KOMPAS.com - Sistem tanam paksa atau cultuurstelsel adalah kebijakan Gubernur Jenderal Johannes Jenderal van den Bosch pada tahun 1830.
Sistem tanam paksa muncul karena kondisi negeri Belanda dan tanah jajahannya yang buruk serta beban hutang yang semakin membesar.
Van den Bosch diangkat sebagai Gubernur Jenderal di Indonesia yang bertugas mencari cara untuk mengisi kekosongan kas negara.
Van den Bosch kemudian mengeluarkan kebijakan tanam paksa, yaitu penduduk desa diwajib menyisihkan tanahnya untuk ditanami tanaman dagang yang dapat dijual di pasar dunia, seperti kopi, tebu, maupun indigo.

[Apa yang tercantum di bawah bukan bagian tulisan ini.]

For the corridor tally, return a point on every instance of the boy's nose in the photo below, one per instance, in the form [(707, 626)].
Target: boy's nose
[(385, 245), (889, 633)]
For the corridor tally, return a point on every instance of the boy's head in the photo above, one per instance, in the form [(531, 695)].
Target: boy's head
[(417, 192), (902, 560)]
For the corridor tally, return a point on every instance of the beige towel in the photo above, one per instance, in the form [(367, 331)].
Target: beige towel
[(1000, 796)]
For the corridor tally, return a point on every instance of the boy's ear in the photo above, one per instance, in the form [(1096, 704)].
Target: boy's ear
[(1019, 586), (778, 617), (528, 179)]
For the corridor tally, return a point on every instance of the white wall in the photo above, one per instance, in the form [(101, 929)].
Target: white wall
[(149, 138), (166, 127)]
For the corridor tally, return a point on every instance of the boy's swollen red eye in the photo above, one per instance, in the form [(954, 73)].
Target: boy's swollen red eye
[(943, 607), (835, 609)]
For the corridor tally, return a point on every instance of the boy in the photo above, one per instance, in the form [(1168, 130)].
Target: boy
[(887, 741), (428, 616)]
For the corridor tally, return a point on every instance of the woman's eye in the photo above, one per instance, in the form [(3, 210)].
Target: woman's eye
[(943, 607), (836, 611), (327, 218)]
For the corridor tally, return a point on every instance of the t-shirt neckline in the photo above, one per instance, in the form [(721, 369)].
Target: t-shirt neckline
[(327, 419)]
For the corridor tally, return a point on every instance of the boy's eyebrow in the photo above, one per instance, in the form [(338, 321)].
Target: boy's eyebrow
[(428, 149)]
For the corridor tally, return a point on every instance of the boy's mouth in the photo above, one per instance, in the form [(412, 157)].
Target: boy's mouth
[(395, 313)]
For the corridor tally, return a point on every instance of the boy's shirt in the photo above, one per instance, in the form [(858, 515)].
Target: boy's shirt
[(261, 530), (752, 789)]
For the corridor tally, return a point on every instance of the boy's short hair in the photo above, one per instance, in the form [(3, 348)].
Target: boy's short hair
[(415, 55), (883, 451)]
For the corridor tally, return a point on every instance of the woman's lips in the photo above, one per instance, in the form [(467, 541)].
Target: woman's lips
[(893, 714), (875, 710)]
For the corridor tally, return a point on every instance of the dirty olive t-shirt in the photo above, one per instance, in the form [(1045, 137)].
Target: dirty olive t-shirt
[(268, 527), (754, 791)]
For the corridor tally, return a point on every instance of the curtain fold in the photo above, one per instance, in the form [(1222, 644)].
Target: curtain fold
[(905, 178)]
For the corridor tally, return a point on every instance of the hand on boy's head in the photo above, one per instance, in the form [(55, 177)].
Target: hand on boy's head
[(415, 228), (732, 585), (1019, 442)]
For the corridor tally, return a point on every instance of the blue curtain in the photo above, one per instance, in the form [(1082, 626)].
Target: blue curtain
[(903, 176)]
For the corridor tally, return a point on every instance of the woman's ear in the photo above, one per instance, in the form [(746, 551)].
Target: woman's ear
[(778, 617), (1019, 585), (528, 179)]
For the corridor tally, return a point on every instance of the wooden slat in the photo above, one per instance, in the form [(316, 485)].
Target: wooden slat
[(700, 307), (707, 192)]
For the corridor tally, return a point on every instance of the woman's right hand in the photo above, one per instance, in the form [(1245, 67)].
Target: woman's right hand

Kabijakan tanam paksa tertuang dalam lembaran negara tahun 1834 Nomor 22.
Sistem tanam paksa pertama kali berlaku di Pulau Jawa dan berkembang di luar Jawa. Sistem tersebut berlaku selama sekitar 40 tahun, yaitu 1830 hingga 1870.
Sistem tanam paksa yang dilakukan Belanda ternyata mendapat tentangan dari sejumlah pihak.
Dengan kecaman tersebut, Belanda akhirnya menghapus sistem tanam paksa.
Baca juga: Tokoh-Tokoh Penentang Sistem Tanam Paksa
Berikut ini sejumlah tokoh yang menentang pelaksanaan tanam paksa.
Eduard Douwes Dekker adalah keturuanan Belanda yang memperjuangkan keadilan rakyat Indonesia, terutama sistem tanam paksa.
Douwes Dekker mengabdi sebagai pegawai dari pemerintah Belanda di Indonesia selama 18 tahun. Jabatannya sebagai asisten residen di wilayah Lebak, Banten.
Eduard Douwes Dekker memiliki nama pena, yaitu Multatuli yang artinya aku banyak menderita.
Nama pena tersebut digunakan dalam bukunya berjudul Max Havelaar atau Lelang Kopi Perdagangan Belanda yang terbit pada tahun 1860.
Dalam bukunya tersebut, Douwes Dekker menceritakan keprihatinnya atas penjajahan yang terjadi di Indonesia.
Cerita lainnya berupa pengalamannya melihat penindasan saat menjadi asisten residen Lebak.